Nel disco sono alternati dei duetti improvvisati a altre composizioni per settetto. Come hai costruito questi pezzi e che spunti hai fornito per le improvvisazioni?

«Mi piaceva ricalcare un aspetto della struttura del libro, ovvero il fatto che ogni capitolo sia aperto e chiuso da dei “duetti” onirico-filosofici fra il Gran Kahn e Marco Polo. In questi interstizi dialogici emerge rapidamente (precisamente alla fine del primo capitolo) una sorta di riflessione metalinguistica. Calvino descrive così il modo di esprimersi dell’avventuriero veneziano: “Nuovo arrivato e affatto ignaro delle lingue del Levante, Marco Polo non poteva esprimersi altrimenti che con gesti, salti, grida di meraviglia e d’orrore, latrati o chiurli d’animali, o con oggetti che andava estraendo dalle sue bisacce: piume di struzzo, cerbottane, quarzi, e disponendo davanti a sé come pezzi degli scacchi”. Più passa il tempo e più il viaggiatore fa proprio il codice linguistico orientale, ma i due si accorgono che la forza espressiva intrinseca negli scambi dei loro primi incontri è irrecuperabile. Le cose raccontate in modo formalmente corretto ora rimandano il Kahn a quegli emblemi che le rappresentavano senza filtri, in modo sia labile che immediato. Ovvero le cose rimandano ai segni che, in forma di gesti improvvisati, volevano essere figure simboliche degli oggetti stessi del racconto. Per questa ragione mi premeva che i duetti fossero delle improvvisazioni libere, senza costruzione razionale previa e che potessero essere i nostri gesti musicali istintivi a guidare il discorso, perseguendo la via dell’assenza di scudi protettivi e di formule linguistiche precostituite. Questo modo di procedere, con un approccio liberamente empirico, ha riguardato l’esecuzione dei duetti, il momento del suonare. Mi interessava che i dialoghi rimanessero fuori da qualsiasi tipo di categoria musicale e che fossero il più possibile “nudi”. A posteriori abbiamo scelto quali frammenti potessero andare bene e successivamente abbiamo inserito i field recordings e i suoni “extra” che si sentono in alcune tracce di questi duetti».

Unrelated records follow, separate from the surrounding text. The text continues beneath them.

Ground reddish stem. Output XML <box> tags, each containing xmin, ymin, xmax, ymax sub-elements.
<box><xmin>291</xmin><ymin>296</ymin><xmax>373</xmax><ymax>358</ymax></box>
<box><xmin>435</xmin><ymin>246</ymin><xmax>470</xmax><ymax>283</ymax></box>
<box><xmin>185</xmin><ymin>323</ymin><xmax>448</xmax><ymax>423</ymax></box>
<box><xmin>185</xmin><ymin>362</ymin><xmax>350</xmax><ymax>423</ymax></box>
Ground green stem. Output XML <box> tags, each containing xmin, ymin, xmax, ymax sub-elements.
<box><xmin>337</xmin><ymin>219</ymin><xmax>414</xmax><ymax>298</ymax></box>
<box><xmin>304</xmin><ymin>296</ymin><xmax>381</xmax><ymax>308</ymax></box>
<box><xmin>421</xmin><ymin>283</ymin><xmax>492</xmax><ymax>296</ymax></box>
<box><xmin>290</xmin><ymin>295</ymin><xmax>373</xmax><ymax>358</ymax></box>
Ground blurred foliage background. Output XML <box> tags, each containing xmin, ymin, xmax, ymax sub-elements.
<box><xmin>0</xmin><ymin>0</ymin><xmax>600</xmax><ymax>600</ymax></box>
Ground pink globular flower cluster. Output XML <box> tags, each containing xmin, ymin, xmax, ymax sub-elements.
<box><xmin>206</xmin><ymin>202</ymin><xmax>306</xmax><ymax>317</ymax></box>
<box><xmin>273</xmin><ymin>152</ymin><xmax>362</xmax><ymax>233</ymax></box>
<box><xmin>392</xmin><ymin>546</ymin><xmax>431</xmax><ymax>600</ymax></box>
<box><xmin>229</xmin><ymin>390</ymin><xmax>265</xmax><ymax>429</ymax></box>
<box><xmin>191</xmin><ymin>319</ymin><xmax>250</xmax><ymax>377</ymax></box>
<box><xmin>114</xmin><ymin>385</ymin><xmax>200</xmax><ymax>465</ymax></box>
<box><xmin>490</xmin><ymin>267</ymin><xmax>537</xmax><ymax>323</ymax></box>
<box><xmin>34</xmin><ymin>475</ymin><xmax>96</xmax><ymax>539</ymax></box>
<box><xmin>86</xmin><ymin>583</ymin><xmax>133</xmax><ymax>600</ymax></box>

Come hai scelto i musicisti per questo progetto?

«È un onore per me poter avere vicino dei musicisti di tale levatura: sono le persone ideali, capaci di entrare nello spirito di questa musica che sta in bilico fra la scrittura e l’improvvisazione. Non tutti i musicisti sono fatti per suonare tutta la musica e questi sono quelli giusti, poiché ognuno dà un contributo interpretativo fondamentale. Le esperienze dei live fatti finora confermano un’ottima presenza umana, un’attenzione, un ascolto, un peso artistico, un dialogo, una messa a disposizione attiva e propositiva che reputo rari e preziosissimi. Alcuni musicisti li conoscevo già da diversi anni e avevo avuto modo di collaborare con loro in altri progetti. Si tratta di Roberto Zanisi, Gianluca Barbaro, Andrea Baronchelli e Ferdinando Faraò. Ho avuto il piacere di conoscere Walter Bonnot perché sono stata ospite in un suo disco uscito qualche anno fa (Drops) e mi è venuto naturale chiedergli un contributo. Danilo Gallo mi è stato vivamente consigliato da Zach Broch, dopo aver ascoltato il midi-file del primo brano che stavo scrivendo (“Continuous Cities”). Ero a New York quando mi disse che secondo lui Danilo era la persona perfetta per il mio progetto. Pasquale Mirra e Piero Bittolo Bon li conoscevo di fama, li avevo ascoltati dal vivo, li conoscevo artisticamente ma non personalmente. Mi sento fortunatissima che gli ultimi tre musicisti che ho citato abbiano aderito al progetto. Sono felicissima dell’alchimia di questo gruppo nel suo insieme: funziona!».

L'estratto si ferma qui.